A judge has branded a Tauranga businessman and undischarged bankrupt a "serial liar" - and jailed him for 15 months.
Raymond Anthony Andrews, 63, was yesterday sentenced on seven counts of controlling a business while bankrupt, plus two each of obtaining credit by deception and concealing property, namely two bank accounts.
Andrews was bankrupted in 2008 after a creditors' petition. He had been director of four failed companies, one of which was laser hair removal company IMG MedPro, before his bankruptcy.
An undischarged bankrupt cannot engage any business management or control or obtain credit without the the Official Assignee's permission.
But between 2008 and 2011, Andrews defied the Official Assignee's instructions and engaged in similar business activities after misrepresenting himself to business owners in the industry he had previously worked in.

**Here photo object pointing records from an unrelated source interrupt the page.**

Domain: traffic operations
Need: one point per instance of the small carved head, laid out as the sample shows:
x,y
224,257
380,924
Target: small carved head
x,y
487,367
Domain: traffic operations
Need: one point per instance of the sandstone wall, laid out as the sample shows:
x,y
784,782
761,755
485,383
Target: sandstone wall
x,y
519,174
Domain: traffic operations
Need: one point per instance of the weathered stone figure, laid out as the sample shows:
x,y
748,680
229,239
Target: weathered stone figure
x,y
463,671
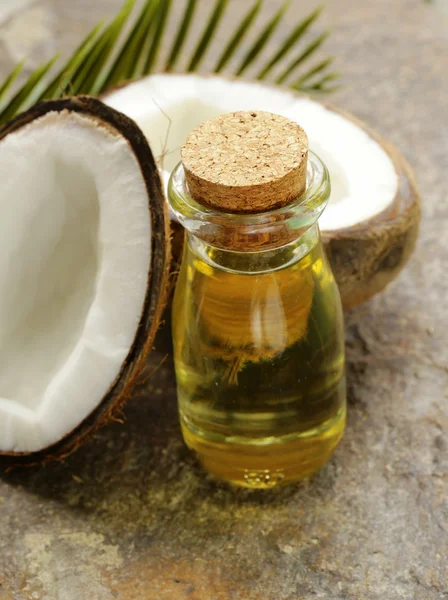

Judge Thomas Ingram said Andrews "deceived and preyed on vulnerable people" over several years, including using his son's name as a front for some of his activities. When Andrews belatedly asked the Official Assignee for permission to have control of a business and was refused, he became unco-operative and continued deceiving people, the judge said.
The two charges of concealing property relate to his failure to tell the Official Assignee he opened two bank accounts in December 2008 and January 2011.
A forensic analysis of bank statements found Andrews received undeclared income of $100,020.57 between December 24, 2008 and August 8, 2011.
Defence lawyer Bill Nabney sought home detention.
But Judge Ingram told Andrews, found guilty at a jury trial last month, he needed to protect the rest of the community from "serial liars" like him.
"I have met some liars in my 35 years working in the courts but the lies you have told have been significantly outstanding, and you even had the jury in fits of laughter because your explanations were so improbable."